Network Security Internet Technology Development Database Servers Mobile Phone Android Software Apple Software Computer Software News IT Information

In addition to Weibo, there is also WeChat

Please pay attention

WeChat public account

Shulou

How to use regular expressions of Python

2025-03-26 Update From: SLTechnology News&Howtos shulou NAV: SLTechnology News&Howtos > Development >

Share

Shulou(Shulou.com)06/02 Report--

This article focuses on "how to use regular expressions of Python". Interested friends may wish to have a look at it. The method introduced in this paper is simple, fast and practical. Let's let the editor take you to learn "how to use Python's regular expressions".

I. introduction of regular expressions

1. Why do you have to know regular expressions to learn crawlers?
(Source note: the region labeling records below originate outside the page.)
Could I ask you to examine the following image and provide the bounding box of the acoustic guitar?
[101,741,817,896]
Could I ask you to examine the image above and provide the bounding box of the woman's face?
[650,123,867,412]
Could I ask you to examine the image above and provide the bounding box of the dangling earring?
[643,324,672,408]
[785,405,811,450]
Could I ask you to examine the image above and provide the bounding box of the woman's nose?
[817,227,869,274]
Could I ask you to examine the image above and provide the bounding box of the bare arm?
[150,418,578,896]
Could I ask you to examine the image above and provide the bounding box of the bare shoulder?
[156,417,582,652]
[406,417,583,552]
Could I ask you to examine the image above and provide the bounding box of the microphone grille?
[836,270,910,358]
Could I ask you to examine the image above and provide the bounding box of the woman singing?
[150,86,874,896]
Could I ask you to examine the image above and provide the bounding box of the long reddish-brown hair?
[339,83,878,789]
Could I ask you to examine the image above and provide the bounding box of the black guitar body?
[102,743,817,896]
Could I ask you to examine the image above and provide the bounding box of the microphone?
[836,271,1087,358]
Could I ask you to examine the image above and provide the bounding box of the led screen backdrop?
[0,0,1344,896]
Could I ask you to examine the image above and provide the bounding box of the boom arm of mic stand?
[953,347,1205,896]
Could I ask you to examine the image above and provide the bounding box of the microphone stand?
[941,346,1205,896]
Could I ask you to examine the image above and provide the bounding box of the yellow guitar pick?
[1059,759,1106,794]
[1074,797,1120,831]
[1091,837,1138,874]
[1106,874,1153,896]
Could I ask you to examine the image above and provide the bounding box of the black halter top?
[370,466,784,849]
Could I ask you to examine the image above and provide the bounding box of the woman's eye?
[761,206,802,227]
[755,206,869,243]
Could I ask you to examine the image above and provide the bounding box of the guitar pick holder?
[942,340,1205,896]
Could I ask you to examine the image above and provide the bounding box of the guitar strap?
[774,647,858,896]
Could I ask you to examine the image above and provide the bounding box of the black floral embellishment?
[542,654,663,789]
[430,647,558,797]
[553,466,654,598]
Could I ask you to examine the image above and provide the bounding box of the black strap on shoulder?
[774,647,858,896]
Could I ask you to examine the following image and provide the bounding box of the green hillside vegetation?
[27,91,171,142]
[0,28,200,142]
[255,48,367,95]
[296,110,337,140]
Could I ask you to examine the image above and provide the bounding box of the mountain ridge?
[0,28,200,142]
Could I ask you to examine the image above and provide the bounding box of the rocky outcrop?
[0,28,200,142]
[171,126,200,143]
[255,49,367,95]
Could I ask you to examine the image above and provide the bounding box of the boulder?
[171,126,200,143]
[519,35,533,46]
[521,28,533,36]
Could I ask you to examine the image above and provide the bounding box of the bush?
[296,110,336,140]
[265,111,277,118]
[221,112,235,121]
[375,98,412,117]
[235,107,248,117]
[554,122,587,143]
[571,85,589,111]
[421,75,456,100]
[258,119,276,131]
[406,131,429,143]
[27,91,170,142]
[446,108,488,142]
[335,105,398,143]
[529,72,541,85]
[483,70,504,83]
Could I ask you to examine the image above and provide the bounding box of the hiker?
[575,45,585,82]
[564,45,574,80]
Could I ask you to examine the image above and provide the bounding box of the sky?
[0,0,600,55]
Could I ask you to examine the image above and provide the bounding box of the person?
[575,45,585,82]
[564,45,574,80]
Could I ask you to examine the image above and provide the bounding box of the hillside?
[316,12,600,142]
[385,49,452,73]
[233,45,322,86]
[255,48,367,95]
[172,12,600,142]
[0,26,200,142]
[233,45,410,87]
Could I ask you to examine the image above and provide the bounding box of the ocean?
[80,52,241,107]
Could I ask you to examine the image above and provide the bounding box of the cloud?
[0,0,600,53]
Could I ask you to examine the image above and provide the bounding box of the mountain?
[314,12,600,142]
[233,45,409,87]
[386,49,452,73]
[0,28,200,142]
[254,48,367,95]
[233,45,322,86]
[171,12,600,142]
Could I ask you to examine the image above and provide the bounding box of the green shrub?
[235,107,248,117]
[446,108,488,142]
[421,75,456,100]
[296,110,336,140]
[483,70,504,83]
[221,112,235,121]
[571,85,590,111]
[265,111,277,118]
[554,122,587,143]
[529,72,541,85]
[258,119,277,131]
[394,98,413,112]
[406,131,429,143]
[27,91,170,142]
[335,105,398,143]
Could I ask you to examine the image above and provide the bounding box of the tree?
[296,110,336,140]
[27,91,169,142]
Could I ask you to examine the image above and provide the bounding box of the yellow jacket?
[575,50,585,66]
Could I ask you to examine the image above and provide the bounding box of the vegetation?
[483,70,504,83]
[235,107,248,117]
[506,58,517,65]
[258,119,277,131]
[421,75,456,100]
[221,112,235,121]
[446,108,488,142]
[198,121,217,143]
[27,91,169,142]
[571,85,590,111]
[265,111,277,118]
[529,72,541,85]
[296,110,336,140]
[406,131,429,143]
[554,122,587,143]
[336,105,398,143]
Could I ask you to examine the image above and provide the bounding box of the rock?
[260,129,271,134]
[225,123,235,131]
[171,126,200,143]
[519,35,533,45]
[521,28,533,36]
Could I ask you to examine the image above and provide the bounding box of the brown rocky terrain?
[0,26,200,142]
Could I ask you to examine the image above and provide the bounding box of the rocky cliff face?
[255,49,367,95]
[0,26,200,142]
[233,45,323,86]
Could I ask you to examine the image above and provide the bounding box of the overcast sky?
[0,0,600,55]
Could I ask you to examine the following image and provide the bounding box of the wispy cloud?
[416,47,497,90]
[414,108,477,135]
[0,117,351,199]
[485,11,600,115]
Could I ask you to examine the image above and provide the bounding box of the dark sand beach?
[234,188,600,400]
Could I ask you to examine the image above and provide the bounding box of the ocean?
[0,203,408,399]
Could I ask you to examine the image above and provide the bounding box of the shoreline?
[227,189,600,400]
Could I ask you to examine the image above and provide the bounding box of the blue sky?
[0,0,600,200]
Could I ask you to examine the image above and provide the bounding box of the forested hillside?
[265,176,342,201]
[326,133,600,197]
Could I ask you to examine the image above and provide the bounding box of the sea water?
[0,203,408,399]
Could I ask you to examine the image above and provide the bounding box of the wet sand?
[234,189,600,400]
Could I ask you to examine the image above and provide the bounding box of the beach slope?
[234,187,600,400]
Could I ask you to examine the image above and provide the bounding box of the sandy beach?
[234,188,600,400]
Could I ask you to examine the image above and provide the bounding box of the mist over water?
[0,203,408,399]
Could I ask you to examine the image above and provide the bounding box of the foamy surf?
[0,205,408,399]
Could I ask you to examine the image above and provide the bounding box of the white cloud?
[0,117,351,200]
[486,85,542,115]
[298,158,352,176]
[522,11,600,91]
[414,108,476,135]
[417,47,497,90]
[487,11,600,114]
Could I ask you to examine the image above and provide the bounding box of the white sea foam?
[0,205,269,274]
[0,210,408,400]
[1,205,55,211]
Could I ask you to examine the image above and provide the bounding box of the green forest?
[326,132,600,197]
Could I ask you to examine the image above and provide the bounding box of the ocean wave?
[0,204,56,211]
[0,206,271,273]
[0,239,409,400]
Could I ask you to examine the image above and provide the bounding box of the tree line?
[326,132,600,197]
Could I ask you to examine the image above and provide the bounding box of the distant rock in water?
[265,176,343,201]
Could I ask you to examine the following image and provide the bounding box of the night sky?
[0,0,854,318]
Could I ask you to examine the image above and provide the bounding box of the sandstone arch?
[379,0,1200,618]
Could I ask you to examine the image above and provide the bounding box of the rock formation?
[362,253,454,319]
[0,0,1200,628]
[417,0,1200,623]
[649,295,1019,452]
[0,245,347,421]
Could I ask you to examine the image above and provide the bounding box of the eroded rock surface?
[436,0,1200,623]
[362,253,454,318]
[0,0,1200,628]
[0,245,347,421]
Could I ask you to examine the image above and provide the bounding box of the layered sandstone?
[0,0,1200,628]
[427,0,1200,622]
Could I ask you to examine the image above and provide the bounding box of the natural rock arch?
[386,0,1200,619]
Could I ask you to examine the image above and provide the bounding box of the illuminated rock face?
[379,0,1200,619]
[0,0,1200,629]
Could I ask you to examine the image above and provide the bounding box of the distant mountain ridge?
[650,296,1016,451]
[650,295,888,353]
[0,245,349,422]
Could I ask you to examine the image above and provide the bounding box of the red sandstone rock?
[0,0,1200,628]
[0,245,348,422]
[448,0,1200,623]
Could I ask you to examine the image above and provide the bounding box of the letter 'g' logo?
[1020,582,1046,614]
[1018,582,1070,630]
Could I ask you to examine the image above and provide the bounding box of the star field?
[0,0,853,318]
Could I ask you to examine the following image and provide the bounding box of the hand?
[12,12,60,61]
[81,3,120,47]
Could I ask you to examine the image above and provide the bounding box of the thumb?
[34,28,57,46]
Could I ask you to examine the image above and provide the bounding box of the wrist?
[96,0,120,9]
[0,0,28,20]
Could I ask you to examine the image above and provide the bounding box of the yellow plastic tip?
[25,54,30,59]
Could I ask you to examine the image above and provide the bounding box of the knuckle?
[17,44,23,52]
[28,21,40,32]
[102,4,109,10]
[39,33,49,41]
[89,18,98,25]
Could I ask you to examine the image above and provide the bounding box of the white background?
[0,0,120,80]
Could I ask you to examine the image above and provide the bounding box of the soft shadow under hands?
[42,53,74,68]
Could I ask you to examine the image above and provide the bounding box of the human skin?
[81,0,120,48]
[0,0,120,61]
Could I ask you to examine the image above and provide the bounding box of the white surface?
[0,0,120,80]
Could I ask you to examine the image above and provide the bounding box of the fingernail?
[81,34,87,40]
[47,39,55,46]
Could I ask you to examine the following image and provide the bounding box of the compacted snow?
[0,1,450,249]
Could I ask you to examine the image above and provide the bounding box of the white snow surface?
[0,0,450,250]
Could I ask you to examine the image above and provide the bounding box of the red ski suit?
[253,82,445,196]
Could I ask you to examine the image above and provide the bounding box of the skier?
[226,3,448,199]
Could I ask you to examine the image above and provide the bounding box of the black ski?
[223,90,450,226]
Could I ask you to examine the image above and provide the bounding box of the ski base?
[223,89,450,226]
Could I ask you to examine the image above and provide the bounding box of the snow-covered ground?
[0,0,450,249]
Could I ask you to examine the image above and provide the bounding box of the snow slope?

Sometimes, when we crawl some specific content of a web page, we will find that when we only need part of the content of a tag on this page, or the value of an attribute of this tag, it is impossible to realize our idea with ordinary xpath or css.selector, so we must use regular expressions to match and get.

two。 Official introduction to regular expressions?

Regular expression, also known as regular expression. (English: Regular Expression, often abbreviated as regex, regexp or RE in code), a concept in computer science. Regular expressions are often used to retrieve and replace text that conforms to a certain pattern (rule).

Look at the code and memorize regular expressions while learning

Day01:

1 million dollars'

2author: minimalist XksA

3date: 2018.7.27

4goal: regular expression

5 years old'

six

7import re

eight

9line = 'jijianXksA123'

ten

1 match ^ a means to match a string that begins with a (match only once)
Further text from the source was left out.